[0001] This invention relates to a fuel injector for use in supplying fuel, under pressure,
to a combustion space of a compression ignition internal combustion engine.
[0002] In order to reduce emissions levels, it is known to provide fuel injectors in which
the total area of the openings through which fuel is delivered can be varied, in use.
One technique for achieving this is to use two valve needles, one of which is slidable
within a bore provided in the other of the needles to control the supply of fuel to
some of the outlet openings independently of the supply of fuel to others of the outlet
openings.
[0003] Such arrangements have the disadvantages that fuel may be able to flow between the
inner and outer needles giving rise to substantially continuous delivery of fuel at
a low rate. Further in order to control the movement of the inner and outer needles,
separate actuators may be required resulting in the injector being of increased complexity.
[0004] According to a first aspect of the invention there is provided a fuel injector comprising
an outer valve needle, an inner valve needle slidable within a bore formed in the
outer valve needle, an inner end of the inner valve needle being located within the
bore, the inner end of the inner valve needle being provided with a recess whereby
the application of fuel under pressure to the bore deforms the inner valve needle
to form a substantially fluid tight seal between the inner and outer valve needles.

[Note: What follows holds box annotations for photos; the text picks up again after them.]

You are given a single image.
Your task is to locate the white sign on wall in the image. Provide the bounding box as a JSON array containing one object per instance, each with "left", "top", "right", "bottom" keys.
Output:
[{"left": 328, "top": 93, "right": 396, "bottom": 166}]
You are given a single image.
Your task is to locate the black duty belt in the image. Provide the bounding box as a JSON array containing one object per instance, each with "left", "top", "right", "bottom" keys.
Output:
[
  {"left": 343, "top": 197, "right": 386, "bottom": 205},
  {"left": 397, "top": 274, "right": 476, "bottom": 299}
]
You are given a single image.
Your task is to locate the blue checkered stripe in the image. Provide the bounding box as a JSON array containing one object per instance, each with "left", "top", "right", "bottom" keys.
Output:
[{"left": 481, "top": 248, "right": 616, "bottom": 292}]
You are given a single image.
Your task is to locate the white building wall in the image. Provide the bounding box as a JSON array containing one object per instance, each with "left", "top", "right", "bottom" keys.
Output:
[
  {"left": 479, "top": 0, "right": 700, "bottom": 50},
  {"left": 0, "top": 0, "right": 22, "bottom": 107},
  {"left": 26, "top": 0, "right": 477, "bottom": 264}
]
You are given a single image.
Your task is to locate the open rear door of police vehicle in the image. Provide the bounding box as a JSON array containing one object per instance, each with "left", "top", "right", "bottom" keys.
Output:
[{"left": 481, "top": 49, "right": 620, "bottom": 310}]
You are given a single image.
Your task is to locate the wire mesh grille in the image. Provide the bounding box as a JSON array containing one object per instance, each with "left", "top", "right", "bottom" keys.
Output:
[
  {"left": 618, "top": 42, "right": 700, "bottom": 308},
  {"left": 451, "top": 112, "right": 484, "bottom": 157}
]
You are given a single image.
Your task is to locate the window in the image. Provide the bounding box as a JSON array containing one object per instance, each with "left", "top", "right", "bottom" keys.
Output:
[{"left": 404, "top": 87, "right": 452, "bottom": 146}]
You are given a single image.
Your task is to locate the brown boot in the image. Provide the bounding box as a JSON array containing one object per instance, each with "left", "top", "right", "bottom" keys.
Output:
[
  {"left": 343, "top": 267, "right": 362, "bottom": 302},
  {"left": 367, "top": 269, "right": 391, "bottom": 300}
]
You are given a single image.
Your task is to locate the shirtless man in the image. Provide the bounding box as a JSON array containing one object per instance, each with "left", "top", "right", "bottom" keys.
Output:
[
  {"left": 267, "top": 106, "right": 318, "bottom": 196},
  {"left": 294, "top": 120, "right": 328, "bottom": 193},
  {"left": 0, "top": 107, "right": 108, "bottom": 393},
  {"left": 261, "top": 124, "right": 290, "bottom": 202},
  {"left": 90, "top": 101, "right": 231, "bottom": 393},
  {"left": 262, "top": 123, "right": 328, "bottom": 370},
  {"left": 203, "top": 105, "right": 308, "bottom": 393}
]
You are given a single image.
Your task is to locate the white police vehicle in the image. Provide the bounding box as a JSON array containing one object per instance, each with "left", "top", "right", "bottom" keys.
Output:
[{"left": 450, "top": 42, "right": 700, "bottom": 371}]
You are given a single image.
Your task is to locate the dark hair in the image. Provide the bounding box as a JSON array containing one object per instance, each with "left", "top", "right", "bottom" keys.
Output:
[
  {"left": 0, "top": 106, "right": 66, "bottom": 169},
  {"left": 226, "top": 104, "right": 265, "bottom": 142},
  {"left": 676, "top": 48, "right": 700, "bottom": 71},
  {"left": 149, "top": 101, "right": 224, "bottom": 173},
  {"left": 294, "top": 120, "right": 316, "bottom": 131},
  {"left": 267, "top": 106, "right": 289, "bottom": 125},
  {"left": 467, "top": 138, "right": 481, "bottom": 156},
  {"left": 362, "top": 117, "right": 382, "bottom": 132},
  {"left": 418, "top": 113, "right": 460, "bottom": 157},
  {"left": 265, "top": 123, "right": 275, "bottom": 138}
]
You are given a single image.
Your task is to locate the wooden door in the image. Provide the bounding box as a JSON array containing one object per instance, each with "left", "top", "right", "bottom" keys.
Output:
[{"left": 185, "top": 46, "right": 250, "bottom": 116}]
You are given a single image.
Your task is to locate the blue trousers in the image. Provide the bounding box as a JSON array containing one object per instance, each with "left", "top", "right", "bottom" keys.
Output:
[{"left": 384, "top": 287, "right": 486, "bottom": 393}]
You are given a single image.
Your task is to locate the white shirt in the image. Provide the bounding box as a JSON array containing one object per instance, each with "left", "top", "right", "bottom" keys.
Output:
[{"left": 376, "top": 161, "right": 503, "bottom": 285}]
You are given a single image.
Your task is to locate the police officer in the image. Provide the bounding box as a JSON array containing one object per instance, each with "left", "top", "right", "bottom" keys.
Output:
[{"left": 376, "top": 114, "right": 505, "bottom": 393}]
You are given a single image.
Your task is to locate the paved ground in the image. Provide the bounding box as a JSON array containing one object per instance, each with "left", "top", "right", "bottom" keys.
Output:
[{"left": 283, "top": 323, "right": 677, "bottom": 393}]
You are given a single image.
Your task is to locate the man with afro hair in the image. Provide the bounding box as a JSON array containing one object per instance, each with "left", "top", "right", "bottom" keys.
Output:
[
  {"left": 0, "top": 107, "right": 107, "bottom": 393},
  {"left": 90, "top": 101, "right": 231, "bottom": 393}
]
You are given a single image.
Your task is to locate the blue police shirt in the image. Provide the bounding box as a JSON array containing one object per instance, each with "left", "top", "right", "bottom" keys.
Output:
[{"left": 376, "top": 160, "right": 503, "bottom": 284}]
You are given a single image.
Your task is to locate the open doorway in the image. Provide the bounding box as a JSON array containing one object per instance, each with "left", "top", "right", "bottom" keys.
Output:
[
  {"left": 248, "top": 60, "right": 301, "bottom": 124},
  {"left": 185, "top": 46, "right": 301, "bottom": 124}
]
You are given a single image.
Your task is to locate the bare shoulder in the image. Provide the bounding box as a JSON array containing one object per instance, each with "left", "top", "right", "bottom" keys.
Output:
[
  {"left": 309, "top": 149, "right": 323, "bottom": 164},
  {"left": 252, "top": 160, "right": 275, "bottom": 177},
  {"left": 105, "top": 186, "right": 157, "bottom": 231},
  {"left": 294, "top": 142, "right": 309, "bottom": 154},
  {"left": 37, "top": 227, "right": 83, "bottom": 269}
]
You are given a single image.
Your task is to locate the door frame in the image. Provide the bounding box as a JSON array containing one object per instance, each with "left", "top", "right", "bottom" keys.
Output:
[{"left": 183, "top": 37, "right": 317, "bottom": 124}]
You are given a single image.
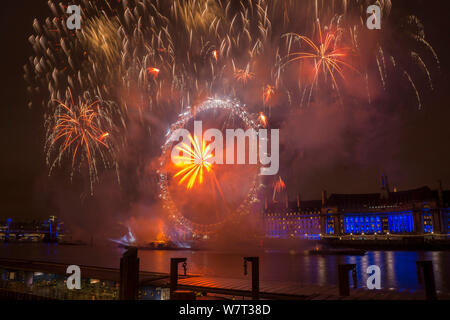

[0005] Such an arrangement is advantageous in that leakage and fuel delivery at undesirable
points in the engine operating cycle can be reduced or avoided.
[0006] According to another aspect of the invention there is provided an injector comprising
an outer valve needle and an inner valve needle, the inner needle being slidable within
a bore formed in the outer needle, the inner and outer needles being exposed to the
fuel pressure within a control chamber, and a single actuator controlling the fuel
pressure within the control chamber.
[0007] The actuator may take the form of an electromagnetically actuated valve, or alternatively
may comprise a piston moveable by a piezoelectric actuator.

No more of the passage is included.